As of June last year, the average monthly listing-day gains of small and medium enterprise stocks were at 95%. To curb extreme volatility and manipulation in SME initial public offerings, the National Stock Exchange introduced a ceiling of 90% on orders for SME shares placed before market hours.
This cap, meant to protect retail investors from sharp listing-day swings while ensuring fair valuations, kicked in from 4 July 2024.
The gains not only shrank but slipped into the red between February and April 2025, coinciding with the volatility in the broader market fueled by foreign investor sell-offs and the US’s reciprocal tariffs.
Since May, though, the trend has steadied—the average listing gain of SME IPOs inched up from 8.25% in May to 12.53% in June and 19.58% in July before easing to 11.90% in August, show data from Prime Database Group.
Between July 4 2023 and July 4 2024, SME IPO listing gains were exceptionally high, with the monthly average swinging from 63.8% in August 2023 and 52.3% in November that year to 94.5% in January 2024, 84% in May, and 92.17% in June, the data show.
“This is a sign of healthy normalization or market correction rather than a collapse of sentiment,” said Apoorva Vora, co-founder of Finvolve, a multi-stage growth and late-stage fund that provides capital and strategic support to companies.

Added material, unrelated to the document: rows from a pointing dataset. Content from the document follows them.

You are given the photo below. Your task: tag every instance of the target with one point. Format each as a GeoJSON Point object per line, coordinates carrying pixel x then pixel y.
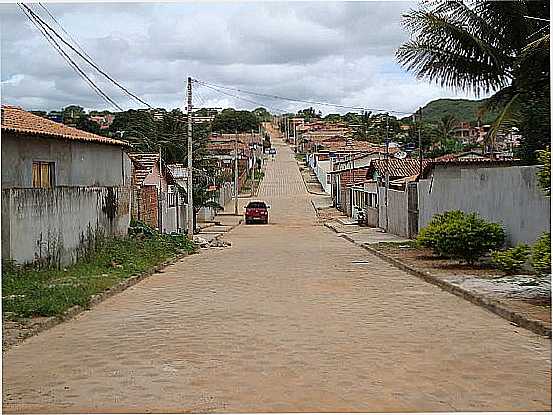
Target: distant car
{"type": "Point", "coordinates": [257, 211]}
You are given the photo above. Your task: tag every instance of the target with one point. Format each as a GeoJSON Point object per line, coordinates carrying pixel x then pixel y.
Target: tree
{"type": "Point", "coordinates": [482, 46]}
{"type": "Point", "coordinates": [72, 114]}
{"type": "Point", "coordinates": [309, 113]}
{"type": "Point", "coordinates": [443, 135]}
{"type": "Point", "coordinates": [333, 118]}
{"type": "Point", "coordinates": [229, 120]}
{"type": "Point", "coordinates": [544, 174]}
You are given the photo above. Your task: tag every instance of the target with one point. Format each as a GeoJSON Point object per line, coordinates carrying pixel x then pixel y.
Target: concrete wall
{"type": "Point", "coordinates": [397, 211]}
{"type": "Point", "coordinates": [508, 195]}
{"type": "Point", "coordinates": [372, 217]}
{"type": "Point", "coordinates": [59, 225]}
{"type": "Point", "coordinates": [321, 170]}
{"type": "Point", "coordinates": [77, 163]}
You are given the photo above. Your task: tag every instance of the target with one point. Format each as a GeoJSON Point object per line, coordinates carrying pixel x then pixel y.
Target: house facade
{"type": "Point", "coordinates": [156, 199]}
{"type": "Point", "coordinates": [62, 188]}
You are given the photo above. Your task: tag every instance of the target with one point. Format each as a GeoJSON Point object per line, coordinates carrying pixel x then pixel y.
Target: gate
{"type": "Point", "coordinates": [412, 210]}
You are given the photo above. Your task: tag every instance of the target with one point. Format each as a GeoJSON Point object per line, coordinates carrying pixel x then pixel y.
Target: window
{"type": "Point", "coordinates": [43, 174]}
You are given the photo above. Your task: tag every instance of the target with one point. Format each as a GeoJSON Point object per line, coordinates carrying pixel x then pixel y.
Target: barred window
{"type": "Point", "coordinates": [43, 174]}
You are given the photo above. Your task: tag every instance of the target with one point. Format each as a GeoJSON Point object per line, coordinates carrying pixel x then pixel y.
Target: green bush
{"type": "Point", "coordinates": [541, 254]}
{"type": "Point", "coordinates": [511, 260]}
{"type": "Point", "coordinates": [460, 235]}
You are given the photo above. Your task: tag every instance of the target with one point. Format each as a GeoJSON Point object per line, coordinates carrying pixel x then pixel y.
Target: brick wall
{"type": "Point", "coordinates": [348, 178]}
{"type": "Point", "coordinates": [145, 205]}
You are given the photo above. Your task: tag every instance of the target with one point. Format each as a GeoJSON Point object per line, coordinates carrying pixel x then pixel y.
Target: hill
{"type": "Point", "coordinates": [461, 109]}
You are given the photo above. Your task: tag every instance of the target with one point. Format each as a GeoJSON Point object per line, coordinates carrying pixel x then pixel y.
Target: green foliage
{"type": "Point", "coordinates": [544, 174]}
{"type": "Point", "coordinates": [309, 114]}
{"type": "Point", "coordinates": [229, 121]}
{"type": "Point", "coordinates": [511, 260]}
{"type": "Point", "coordinates": [485, 46]}
{"type": "Point", "coordinates": [541, 254]}
{"type": "Point", "coordinates": [31, 291]}
{"type": "Point", "coordinates": [262, 114]}
{"type": "Point", "coordinates": [456, 234]}
{"type": "Point", "coordinates": [535, 124]}
{"type": "Point", "coordinates": [462, 109]}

The earlier near 100% listing gains in SME IPOs was unsustainable as it attracted speculative flows rather than long-term investors, he said.

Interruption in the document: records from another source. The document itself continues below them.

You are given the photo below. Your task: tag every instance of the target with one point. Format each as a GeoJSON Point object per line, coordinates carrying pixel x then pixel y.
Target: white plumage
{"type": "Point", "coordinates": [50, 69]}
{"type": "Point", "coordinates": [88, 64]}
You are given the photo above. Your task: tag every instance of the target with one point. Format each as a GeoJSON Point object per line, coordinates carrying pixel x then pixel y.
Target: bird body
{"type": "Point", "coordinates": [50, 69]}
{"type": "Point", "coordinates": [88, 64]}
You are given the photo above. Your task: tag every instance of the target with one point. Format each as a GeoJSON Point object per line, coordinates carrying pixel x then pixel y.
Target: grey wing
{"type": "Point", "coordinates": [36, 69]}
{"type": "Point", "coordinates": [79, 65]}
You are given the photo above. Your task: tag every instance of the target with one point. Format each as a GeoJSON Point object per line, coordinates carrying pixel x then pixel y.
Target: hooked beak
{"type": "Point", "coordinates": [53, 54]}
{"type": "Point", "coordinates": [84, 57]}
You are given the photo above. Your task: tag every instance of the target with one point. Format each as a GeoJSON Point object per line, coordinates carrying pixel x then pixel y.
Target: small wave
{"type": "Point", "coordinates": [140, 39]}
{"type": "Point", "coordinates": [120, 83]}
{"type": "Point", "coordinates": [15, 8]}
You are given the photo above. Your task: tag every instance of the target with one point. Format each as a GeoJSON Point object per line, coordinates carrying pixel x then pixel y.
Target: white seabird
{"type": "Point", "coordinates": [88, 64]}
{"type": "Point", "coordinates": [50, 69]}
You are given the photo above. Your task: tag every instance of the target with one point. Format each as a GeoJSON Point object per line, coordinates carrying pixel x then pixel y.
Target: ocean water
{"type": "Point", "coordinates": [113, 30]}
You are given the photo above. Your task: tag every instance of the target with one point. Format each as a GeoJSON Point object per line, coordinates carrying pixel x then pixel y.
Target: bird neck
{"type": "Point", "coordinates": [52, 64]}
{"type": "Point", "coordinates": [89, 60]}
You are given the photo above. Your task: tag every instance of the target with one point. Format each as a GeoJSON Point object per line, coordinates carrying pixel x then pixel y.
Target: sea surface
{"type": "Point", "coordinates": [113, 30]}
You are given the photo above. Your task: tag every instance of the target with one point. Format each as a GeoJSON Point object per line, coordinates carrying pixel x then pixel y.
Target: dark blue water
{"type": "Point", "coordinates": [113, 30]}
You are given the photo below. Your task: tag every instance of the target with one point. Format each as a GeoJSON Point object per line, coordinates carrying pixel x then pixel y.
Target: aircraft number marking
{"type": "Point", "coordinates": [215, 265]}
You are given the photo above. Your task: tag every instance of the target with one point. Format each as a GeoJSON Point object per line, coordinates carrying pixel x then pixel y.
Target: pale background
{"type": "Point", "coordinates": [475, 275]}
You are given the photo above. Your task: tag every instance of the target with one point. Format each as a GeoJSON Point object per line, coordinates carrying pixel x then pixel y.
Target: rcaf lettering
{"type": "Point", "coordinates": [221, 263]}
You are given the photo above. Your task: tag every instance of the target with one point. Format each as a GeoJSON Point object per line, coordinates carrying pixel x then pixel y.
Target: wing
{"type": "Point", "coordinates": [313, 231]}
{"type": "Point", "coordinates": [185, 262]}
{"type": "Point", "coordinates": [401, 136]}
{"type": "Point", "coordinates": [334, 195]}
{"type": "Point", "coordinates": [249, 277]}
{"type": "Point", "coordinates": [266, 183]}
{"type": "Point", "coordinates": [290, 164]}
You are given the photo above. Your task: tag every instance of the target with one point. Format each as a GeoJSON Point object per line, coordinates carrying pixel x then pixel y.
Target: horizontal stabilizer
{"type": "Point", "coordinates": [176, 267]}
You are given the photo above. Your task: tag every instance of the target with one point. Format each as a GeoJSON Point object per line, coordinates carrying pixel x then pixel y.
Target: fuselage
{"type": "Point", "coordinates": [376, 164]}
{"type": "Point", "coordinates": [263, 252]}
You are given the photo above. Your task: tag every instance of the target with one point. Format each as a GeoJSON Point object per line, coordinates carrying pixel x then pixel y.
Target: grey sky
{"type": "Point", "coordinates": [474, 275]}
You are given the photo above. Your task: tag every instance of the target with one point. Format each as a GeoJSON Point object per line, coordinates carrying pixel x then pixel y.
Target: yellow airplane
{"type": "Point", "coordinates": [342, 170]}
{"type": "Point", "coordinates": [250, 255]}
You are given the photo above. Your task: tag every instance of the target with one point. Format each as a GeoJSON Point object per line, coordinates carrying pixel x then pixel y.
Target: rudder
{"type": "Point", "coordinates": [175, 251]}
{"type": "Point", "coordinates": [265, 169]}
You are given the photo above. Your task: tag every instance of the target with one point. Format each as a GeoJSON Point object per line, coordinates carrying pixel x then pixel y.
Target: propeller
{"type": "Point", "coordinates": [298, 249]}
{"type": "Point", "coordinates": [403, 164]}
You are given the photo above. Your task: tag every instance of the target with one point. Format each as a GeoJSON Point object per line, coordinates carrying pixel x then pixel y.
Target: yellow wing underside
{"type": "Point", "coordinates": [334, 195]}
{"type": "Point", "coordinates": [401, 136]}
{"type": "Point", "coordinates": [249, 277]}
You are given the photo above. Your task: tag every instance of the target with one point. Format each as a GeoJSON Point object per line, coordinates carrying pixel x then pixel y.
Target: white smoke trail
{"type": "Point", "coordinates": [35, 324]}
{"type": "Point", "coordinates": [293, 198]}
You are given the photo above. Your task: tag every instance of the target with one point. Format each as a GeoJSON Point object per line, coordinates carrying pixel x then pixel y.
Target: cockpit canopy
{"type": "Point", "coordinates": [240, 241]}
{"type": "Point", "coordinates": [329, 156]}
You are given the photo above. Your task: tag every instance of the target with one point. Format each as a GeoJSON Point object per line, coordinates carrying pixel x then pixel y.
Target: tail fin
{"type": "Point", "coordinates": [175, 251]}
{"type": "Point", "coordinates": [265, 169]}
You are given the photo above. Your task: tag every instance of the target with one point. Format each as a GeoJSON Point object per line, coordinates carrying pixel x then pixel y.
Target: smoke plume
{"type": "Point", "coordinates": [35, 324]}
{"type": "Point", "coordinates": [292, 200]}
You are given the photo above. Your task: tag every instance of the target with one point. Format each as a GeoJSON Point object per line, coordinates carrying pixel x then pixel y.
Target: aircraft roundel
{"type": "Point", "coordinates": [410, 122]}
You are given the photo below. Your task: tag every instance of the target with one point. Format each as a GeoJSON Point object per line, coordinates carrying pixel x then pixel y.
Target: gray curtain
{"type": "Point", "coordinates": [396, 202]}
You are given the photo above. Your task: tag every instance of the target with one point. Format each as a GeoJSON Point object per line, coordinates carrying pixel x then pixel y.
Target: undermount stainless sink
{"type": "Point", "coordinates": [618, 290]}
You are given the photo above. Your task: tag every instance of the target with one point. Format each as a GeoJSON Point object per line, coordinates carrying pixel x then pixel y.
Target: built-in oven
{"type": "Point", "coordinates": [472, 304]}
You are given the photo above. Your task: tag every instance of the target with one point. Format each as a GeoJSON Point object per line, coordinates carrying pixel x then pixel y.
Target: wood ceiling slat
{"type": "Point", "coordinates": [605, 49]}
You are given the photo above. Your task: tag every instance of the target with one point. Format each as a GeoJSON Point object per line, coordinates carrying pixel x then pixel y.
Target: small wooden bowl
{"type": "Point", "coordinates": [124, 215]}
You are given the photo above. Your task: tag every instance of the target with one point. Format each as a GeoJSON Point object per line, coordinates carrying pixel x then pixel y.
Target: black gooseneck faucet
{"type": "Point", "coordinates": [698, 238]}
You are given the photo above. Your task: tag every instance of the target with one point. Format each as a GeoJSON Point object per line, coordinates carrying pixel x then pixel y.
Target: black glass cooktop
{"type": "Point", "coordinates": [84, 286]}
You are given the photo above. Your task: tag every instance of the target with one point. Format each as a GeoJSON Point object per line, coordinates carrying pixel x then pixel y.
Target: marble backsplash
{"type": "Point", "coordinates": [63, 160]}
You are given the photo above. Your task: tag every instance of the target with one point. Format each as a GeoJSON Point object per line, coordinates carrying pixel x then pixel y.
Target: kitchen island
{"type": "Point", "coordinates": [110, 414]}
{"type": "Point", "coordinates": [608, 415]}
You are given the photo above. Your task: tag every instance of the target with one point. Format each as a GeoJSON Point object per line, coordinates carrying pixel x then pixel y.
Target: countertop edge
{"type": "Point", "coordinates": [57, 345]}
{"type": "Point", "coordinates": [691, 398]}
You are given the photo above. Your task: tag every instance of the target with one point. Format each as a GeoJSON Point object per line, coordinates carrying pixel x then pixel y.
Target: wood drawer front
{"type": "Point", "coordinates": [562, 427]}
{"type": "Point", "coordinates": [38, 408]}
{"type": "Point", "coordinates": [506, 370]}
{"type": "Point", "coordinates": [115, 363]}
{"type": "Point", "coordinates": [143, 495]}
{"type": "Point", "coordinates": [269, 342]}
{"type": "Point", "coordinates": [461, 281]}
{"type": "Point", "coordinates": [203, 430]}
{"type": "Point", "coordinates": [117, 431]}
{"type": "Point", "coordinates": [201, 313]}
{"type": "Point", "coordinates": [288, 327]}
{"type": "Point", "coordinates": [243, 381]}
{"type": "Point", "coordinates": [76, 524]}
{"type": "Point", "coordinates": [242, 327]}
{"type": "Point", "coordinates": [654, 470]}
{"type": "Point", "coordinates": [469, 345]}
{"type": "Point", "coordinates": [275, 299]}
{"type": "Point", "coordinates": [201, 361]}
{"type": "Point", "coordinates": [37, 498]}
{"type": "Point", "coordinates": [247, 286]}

Vora added, however, that while NSE’s pre-open price ceiling brought much-needed stability and curbed overvaluation, it risked slowing momentum for quality SMEs that depend on strong listings for visibility and liquidity.
However, Tarun Singh, founder of Highbrow Securities, said that far from discouraging investors, NSE’s ceiling reassures them that the system is built to protect their capital and foster stability.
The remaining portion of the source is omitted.